Po wojnie nasz mały bohater osiadł w Paryżu. Gdy po drugiej próbie samobójczej cywilizacji Europa podnosiła się z gruzów, a pewna przyszła gwiazda pingponga stawiała pierwsze kroki, Ehrlich odkurzył swą rakietkę i znów zaczął nią wymachiwać. Nie robił już jednak tego w barwach Polski, gdyż komunistyczne władze zamknęły przed nim drzwi i tenisowe stoły. Reprezentował zatem Francję, ale w barwach trójkolorowych, tak jak wcześniej dwu-, po mistrzostwo świata nie udało mu się sięgnąć. Najbliżej był w 1957, gdy doszedł do ćwierćfinału. Maniakalnie za to kolekcjonował międzynarodowe mistrzostwa różnych krajów - tryumfował w nich między innymi w Niemczech, Holandii, Anglii i Irlandii. W Szwajcarii zwykł zaś grywać w debla i jako międzynarodowy mistrz w grze podwójnej Krainę Zegarkami i Bankami płynącą opuszczał w 1950, 1951 i 1953. Nie dość, że zabierał miejscowym tytuły, to jeszcze uczył się ich języków. Władał ponoć ośmioma, dzięki czemu mógł się z każdym dogadać . No dobra, z prawie każdym.

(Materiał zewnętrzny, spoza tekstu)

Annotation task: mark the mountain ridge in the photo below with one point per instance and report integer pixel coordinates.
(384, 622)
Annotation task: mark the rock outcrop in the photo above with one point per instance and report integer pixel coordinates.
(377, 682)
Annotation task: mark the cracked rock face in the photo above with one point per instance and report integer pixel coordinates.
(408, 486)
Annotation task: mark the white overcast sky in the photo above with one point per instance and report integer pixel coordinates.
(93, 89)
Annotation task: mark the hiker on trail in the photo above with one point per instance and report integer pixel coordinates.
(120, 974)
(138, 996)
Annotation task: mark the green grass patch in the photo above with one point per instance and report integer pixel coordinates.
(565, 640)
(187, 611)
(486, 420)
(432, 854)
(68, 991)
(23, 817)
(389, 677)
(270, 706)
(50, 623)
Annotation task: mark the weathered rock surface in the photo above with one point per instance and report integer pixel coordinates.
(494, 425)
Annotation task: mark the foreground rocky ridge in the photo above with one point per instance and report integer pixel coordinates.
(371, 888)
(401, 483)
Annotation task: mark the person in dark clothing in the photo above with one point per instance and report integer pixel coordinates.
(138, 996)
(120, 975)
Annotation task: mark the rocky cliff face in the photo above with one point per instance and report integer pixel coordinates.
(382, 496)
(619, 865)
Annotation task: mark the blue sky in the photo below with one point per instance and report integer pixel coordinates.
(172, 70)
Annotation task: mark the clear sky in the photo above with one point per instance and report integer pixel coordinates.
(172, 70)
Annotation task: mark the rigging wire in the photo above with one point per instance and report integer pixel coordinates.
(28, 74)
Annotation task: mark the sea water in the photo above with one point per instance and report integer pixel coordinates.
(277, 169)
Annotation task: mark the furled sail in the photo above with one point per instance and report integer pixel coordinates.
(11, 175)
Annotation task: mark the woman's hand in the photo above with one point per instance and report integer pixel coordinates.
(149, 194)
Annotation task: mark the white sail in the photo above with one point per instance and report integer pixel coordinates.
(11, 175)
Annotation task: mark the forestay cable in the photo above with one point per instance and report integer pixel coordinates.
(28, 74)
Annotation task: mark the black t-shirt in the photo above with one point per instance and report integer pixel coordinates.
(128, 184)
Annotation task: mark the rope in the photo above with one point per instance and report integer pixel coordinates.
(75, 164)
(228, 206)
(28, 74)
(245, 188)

W każdym razie był ponoć świetnym rozmówcą, opowiadaczem, wiedział co w trawie piszczy i w we wspomnieniach znajomych wychodzi na gościach, z którym lepiej się zgubić niż z innym znaleźć (chociaż z pewnością są miejsca, gdzie lepiej znaleźć się na przykład z nią niż zgubić z Alojzym).

Ehrlich jednak nigdzie gubić się nie zamierzał i gdy zakończył karierę wziął się za wychowywanie kolejnego pokolenia pingpongistów - został jednym z pierwszych zawodowych trenerów tego sportu. Zrobił też kolejną rzecz, dzięki której mówiąc, że jest nieznany z pełną powagą i odpowiedzialnością możemy dodać: ''A szkoda''. Otóż w 1964 w Malmo Ehrlich zaprezentował skonstruowanego przez siebie robota, który jak łatwo się domyślić grał w tenisa stołowego. Otworzył też centrum wypoczynkowe na francuskiej riwierze, w którym jedną z głównych atrakcji uczynił swą ukochaną dyscyplinę. Zmarł w 1992 w podparyskim Saint- Denis.